A few points regarding Graham’s post

I am going to follow up your points, Robin

Quote
Firstly, to make such a statement as “each service must pay for itself” is demonstrable nonsense. Every transport operator – rail, bus or airline – has to accept that some routes are busier than others, and some individual services will be busier than others. Take an example ...

I agree the nonsense element - but it was what we were told, with a straight face, by SWR» (South Western Railway - about). We can argue as to whether they believed the words, whether they originate the words, and whether they knew we would pick up the nonsense element on the basis of "you can fool some of the people all the time".
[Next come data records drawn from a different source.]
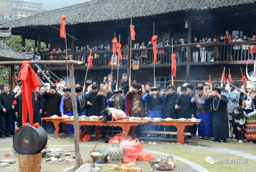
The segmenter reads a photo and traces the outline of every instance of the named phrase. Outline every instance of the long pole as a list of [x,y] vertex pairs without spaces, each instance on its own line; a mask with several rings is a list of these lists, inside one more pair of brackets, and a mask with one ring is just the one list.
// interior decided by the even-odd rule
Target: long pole
[[[154,22],[154,36],[155,36],[155,22]],[[153,54],[154,54],[154,53]],[[153,61],[154,62],[154,86],[156,86],[156,78],[155,77],[155,60],[154,60],[155,57],[154,57],[154,55],[153,55],[153,59],[154,59],[153,60]]]
[[[92,50],[91,49],[91,52],[90,53],[90,56],[92,54]],[[88,61],[87,62],[88,62]],[[87,72],[88,71],[88,68],[89,68],[89,63],[87,64],[87,70],[86,70],[86,74],[85,75],[85,82],[84,83],[84,88],[83,89],[83,92],[84,92],[85,90],[85,81],[86,80],[86,77],[87,76]]]
[[[226,67],[224,67],[224,70],[223,71],[223,73],[225,72],[225,68]],[[222,86],[223,86],[223,83],[222,83],[222,82],[223,81],[223,77],[222,76],[222,77],[221,78],[221,83],[220,84],[220,87],[222,87]]]
[[[131,18],[131,25],[132,25],[132,18]],[[130,77],[129,77],[129,88],[131,87],[131,63],[132,63],[132,32],[131,32],[131,44],[130,44]]]
[[[120,44],[120,35],[119,35],[119,44]],[[121,51],[120,50],[120,51]],[[116,80],[116,89],[117,90],[118,87],[118,72],[119,71],[119,56],[120,55],[120,51],[118,52],[118,63],[117,63],[117,79]]]

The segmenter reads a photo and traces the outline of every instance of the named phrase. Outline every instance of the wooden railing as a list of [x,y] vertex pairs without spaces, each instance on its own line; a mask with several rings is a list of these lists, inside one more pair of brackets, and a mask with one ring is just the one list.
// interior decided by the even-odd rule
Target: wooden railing
[[[172,52],[176,55],[175,60],[177,63],[186,62],[190,57],[190,61],[200,63],[204,62],[223,62],[246,60],[251,56],[249,54],[249,46],[256,45],[256,41],[249,41],[226,43],[206,42],[205,43],[185,44],[167,47],[158,47],[157,48],[157,63],[158,64],[170,63],[171,55]],[[200,48],[197,47],[198,44],[201,45]],[[191,51],[188,52],[190,47]],[[120,60],[121,66],[126,65],[128,51],[130,49],[121,50],[122,60]],[[131,64],[147,65],[152,64],[154,60],[152,48],[132,48]],[[87,58],[90,55],[89,51],[68,52],[68,59],[81,61],[83,62],[81,65],[74,65],[76,68],[87,68]],[[113,53],[112,50],[93,51],[91,56],[93,57],[92,69],[99,69],[109,66],[111,57]],[[117,54],[118,56],[118,53]],[[66,58],[66,53],[59,54],[48,53],[41,54],[42,60],[63,60]],[[254,56],[255,59],[255,56]],[[115,61],[114,60],[114,63]],[[184,64],[185,63],[184,63]],[[62,68],[64,65],[47,65],[48,68]]]

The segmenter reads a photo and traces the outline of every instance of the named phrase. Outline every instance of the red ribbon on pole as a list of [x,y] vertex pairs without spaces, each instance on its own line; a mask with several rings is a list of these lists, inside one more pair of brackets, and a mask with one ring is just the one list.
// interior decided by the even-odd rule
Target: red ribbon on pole
[[175,57],[176,55],[171,54],[171,68],[172,69],[172,76],[176,77],[176,60]]
[[33,114],[31,91],[34,91],[36,94],[36,88],[41,85],[41,84],[31,68],[30,62],[29,61],[22,61],[22,66],[18,78],[22,81],[22,124],[26,123],[28,109],[30,124],[33,125]]
[[66,20],[67,17],[64,15],[61,16],[61,37],[65,38],[65,21],[64,20]]
[[121,48],[122,48],[122,45],[119,43],[117,43],[116,44],[116,46],[117,47],[117,51],[118,52],[118,59],[122,60],[123,57],[122,56],[122,53],[121,52]]
[[113,43],[113,53],[116,53],[116,45],[118,43],[116,37],[114,38],[114,39],[112,40],[112,43]]
[[232,81],[232,78],[231,78],[231,75],[228,75],[227,76],[228,77],[228,79],[229,80],[229,82],[230,83],[232,83],[233,81]]
[[87,58],[87,61],[88,63],[88,69],[90,69],[90,67],[92,66],[92,60],[93,59],[93,57],[92,56],[89,56]]
[[243,82],[243,84],[245,84],[245,80],[247,80],[246,77],[244,76],[243,76],[242,78],[242,82]]
[[132,40],[135,40],[134,36],[135,36],[135,32],[134,31],[134,26],[131,25],[130,26],[130,29],[131,30],[131,35],[132,36]]
[[225,73],[223,73],[221,75],[221,77],[223,77],[223,83],[224,84],[226,84],[226,81],[225,81]]
[[157,36],[154,35],[152,37],[151,42],[153,45],[153,53],[154,54],[154,61],[157,61]]

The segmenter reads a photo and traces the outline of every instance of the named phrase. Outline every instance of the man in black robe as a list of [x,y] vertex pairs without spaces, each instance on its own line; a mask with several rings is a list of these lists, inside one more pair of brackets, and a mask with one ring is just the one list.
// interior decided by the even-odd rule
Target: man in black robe
[[[164,113],[163,114],[163,118],[170,118],[174,119],[179,118],[178,111],[175,109],[174,103],[179,95],[178,93],[175,92],[175,86],[172,85],[167,86],[168,91],[163,95],[161,98],[162,102],[165,101],[164,107]],[[165,126],[165,131],[175,132],[177,131],[177,128],[175,126]],[[166,134],[166,139],[170,138],[170,134]],[[173,137],[178,138],[177,135],[173,135]]]
[[[50,90],[48,90],[44,92],[41,96],[47,101],[46,112],[44,113],[46,117],[49,117],[54,115],[60,116],[60,105],[62,96],[60,93],[56,91],[56,87],[51,85]],[[54,133],[55,127],[53,122],[47,122],[46,126],[47,134]],[[61,127],[62,128],[62,127]]]
[[[180,92],[181,94],[177,98],[177,99],[174,103],[175,109],[179,110],[179,118],[185,118],[188,119],[193,118],[194,114],[195,114],[195,109],[191,103],[191,99],[192,97],[191,96],[187,94],[187,87],[181,87],[180,88]],[[192,134],[193,133],[193,127],[192,126],[188,126],[187,129],[187,133],[190,133]],[[191,135],[187,137],[188,139],[192,138]]]
[[204,101],[205,104],[211,104],[212,107],[213,137],[212,142],[225,143],[229,137],[228,119],[227,111],[228,100],[227,97],[220,93],[221,90],[218,87],[213,88],[213,93],[207,95]]

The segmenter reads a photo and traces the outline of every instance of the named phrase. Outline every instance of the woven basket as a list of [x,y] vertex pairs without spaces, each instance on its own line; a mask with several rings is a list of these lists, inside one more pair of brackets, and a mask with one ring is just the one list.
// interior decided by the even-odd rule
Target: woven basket
[[97,148],[96,148],[96,147],[99,145],[103,145],[105,147],[105,149],[107,150],[107,151],[108,151],[108,149],[103,144],[99,143],[99,144],[97,144],[95,145],[94,147],[93,148],[93,149],[92,150],[92,151],[90,152],[89,153],[89,155],[92,158],[92,161],[94,163],[95,162],[95,161],[96,161],[98,159],[98,158],[99,158],[99,157],[100,157],[101,160],[99,161],[98,162],[97,162],[97,163],[98,164],[103,164],[103,163],[106,163],[108,162],[107,159],[108,158],[108,156],[109,156],[108,153],[100,155],[91,155],[91,153],[92,152],[99,152],[104,149],[102,148],[101,148],[99,147],[98,147]]

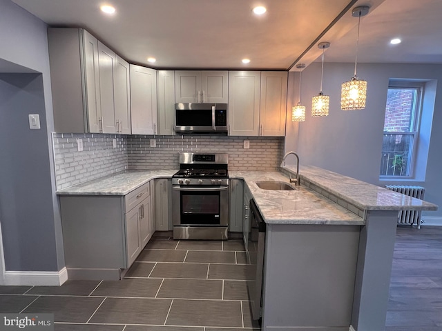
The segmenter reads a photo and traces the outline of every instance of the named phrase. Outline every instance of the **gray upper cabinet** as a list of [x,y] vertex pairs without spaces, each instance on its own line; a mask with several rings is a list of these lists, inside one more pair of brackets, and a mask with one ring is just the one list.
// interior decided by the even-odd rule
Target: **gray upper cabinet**
[[117,132],[113,95],[113,76],[116,63],[115,53],[98,41],[99,98],[102,108],[102,128],[104,133]]
[[132,134],[157,134],[157,72],[131,64]]
[[175,130],[175,72],[157,72],[158,134],[173,135]]
[[57,132],[130,134],[128,65],[83,29],[48,29]]
[[101,132],[98,41],[82,29],[48,29],[57,132]]
[[287,73],[229,72],[229,134],[285,135]]
[[287,103],[287,73],[261,72],[260,135],[284,137]]
[[260,80],[259,71],[229,72],[229,135],[259,135]]
[[175,72],[176,103],[218,103],[228,101],[227,71]]
[[113,89],[117,133],[130,134],[132,130],[129,63],[118,55],[114,72]]

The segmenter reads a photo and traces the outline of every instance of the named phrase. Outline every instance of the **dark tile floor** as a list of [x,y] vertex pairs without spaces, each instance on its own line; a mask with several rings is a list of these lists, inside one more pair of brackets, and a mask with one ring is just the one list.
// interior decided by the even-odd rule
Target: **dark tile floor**
[[249,312],[239,241],[152,239],[122,281],[0,286],[0,312],[53,312],[55,330],[236,331]]
[[[240,241],[151,240],[122,281],[0,286],[1,312],[53,312],[58,331],[240,331]],[[442,331],[442,227],[398,228],[385,331]]]

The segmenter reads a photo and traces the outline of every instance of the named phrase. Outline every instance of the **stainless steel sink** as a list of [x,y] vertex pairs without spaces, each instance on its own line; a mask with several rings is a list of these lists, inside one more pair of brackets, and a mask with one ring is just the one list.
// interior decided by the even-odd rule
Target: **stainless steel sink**
[[292,191],[295,188],[284,181],[257,181],[256,185],[262,190],[272,191]]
I don't totally buy your "every transport operator has to accept ...", I'm afraid. I can show you examples local to us where one operator had provided a service to meet the needs of the community, and a second operator brought in extra services at the times he could make a profit, admittedly on whole round trips and there will be elements within the round trips where the operation is not bringing in the £££.   I would strongly suspect that the same thing might apply to airlines.

Quote
Secondly, it has been accepted since the Transport Act 1968 that some services are there because they are a public service and are subsidised.

But just because it has been accepted for over 50 years in the past does not mean it will necessarily be accepted now and into the future by a politician with a record such as (this) and no historical significant involvement with public transport prior to arriving at the DfT» (Department for Transport - about).

Fifty years ago, it was (and had been for a long time) generally accepted that slide rules and log tables were a necessary part of education, that telephones were connected with wires, and that you went out to shops to buy your groceries.   That you went out to work five days a week in a location away from your home, and that you did not wear a mask when you entered a bank!

Quote
Thirdly and finally, I don’t think that republishing the Serpell maps, which were widely discredited at the time, is particularly helpful. They were in essence a continuation of the Beeching/ Marples philosophy which may have had some traction in government at the time, but things have moved on.

Yes, things have moved on.  But perhaps we need to learn from history and have an eye open to make sure they don't move back?

Let's see how it goes, Robin ...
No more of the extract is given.